The central bank's official rate has been set at 1,507 pounds per U.S. dollar for 25 years but that valuation has become all but defunct since a 2019 financial implosion that has caused the currency to lose more than 95% of its value.
The parallel market exchange rate was hovering at around 39,000 pounds per dollar on Monday.
"We have now entered the process of unifying exchange rates ... the central bank will deal with markets using the price of 15,000 starting form the beginning of February 2023," Salameh said in an interview with U.S.-based Al-Hurra TV.

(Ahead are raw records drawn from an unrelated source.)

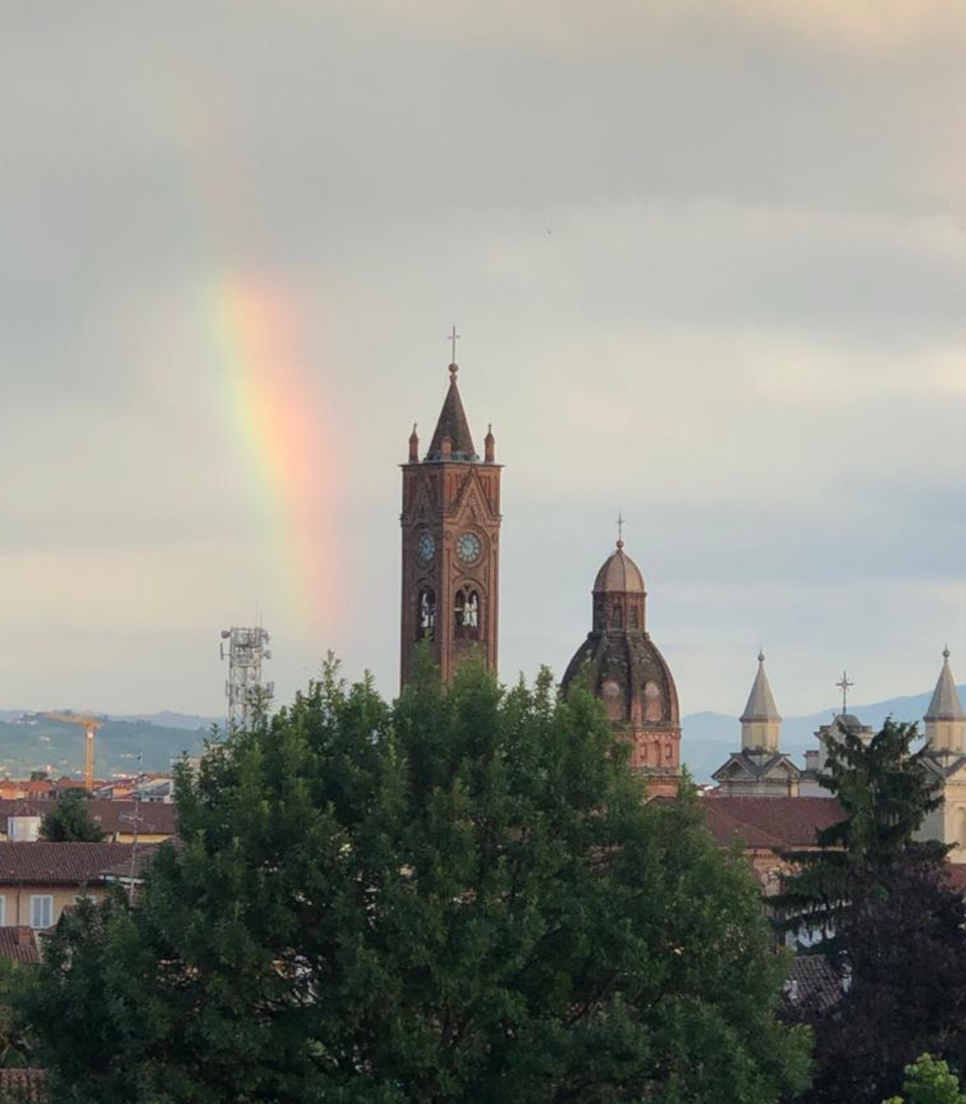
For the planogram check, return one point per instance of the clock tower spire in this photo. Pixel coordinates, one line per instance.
(450, 552)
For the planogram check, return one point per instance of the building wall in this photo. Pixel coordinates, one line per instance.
(17, 900)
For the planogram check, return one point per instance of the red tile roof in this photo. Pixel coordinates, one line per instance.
(19, 944)
(156, 818)
(29, 1086)
(770, 823)
(956, 876)
(25, 863)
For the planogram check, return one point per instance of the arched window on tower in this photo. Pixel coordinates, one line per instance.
(426, 614)
(467, 613)
(613, 698)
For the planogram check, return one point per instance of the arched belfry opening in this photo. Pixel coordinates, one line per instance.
(450, 522)
(629, 673)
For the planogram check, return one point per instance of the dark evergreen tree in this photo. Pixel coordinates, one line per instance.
(885, 915)
(70, 819)
(458, 899)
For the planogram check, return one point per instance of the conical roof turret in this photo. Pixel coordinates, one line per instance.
(946, 704)
(454, 426)
(761, 706)
(618, 574)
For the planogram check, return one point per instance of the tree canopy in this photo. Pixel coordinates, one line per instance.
(879, 904)
(930, 1081)
(885, 792)
(458, 898)
(67, 819)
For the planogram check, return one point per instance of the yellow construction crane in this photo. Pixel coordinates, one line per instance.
(91, 725)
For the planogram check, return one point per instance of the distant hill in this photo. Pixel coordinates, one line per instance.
(708, 739)
(30, 742)
(165, 720)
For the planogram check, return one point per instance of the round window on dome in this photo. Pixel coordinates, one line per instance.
(613, 698)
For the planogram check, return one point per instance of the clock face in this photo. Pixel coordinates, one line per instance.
(425, 547)
(468, 548)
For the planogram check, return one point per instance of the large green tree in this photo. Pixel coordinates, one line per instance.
(460, 898)
(878, 903)
(885, 792)
(930, 1081)
(70, 819)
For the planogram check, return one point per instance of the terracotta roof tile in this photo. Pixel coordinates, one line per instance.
(156, 817)
(453, 424)
(41, 863)
(813, 984)
(19, 944)
(775, 823)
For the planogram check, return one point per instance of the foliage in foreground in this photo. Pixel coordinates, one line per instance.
(930, 1081)
(69, 819)
(887, 792)
(459, 898)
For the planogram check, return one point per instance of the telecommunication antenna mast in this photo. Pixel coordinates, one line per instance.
(245, 649)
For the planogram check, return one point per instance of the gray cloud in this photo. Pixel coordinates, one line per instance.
(709, 264)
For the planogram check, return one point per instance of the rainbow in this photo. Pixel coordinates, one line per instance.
(276, 418)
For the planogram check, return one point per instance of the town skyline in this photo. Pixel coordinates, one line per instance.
(724, 305)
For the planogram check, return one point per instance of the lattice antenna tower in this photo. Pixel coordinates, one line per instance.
(245, 650)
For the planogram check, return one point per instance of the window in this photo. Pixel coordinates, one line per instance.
(653, 706)
(467, 614)
(426, 614)
(613, 700)
(41, 911)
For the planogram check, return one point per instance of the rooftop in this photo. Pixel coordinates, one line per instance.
(41, 863)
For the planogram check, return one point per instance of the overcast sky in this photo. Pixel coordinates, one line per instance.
(709, 265)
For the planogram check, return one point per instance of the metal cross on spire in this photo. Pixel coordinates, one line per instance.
(845, 686)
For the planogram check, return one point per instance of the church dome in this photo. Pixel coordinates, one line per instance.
(618, 574)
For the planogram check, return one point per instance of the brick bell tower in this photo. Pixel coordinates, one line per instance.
(450, 522)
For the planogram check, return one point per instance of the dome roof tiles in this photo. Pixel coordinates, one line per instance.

In addition to official and parallel market exchange rates, authorities have created several others during the crisis, including unfavourable rates applied to withdrawals of Lebanese pounds from hard currency deposits in the frozen banking system.
Salameh said the rate for withdrawals governed by central bank circulars would be brought up to 15,000 pounds as of Feb. 1.
The central bank would then have just two rates, Salameh said: 15,000, and a rate set by the central bank's Sayrafa exchange platform, which sat at around 30,000 pounds per dollar on Monday.
Lebanon's crisis was caused by decades of profligate spending by a state riddled with corruption and waste, together with unsustainable financial policies.
Depositors have paid a big price, and have been mostly unable to access dollar savings or forced to make withdrawals in pounds at unfavourable rates.
Progress has been slow, meanwhile, on reforms that would help finalize a deal with the International Monetary Fund (IMF) to unlock funding to help ease the crisis.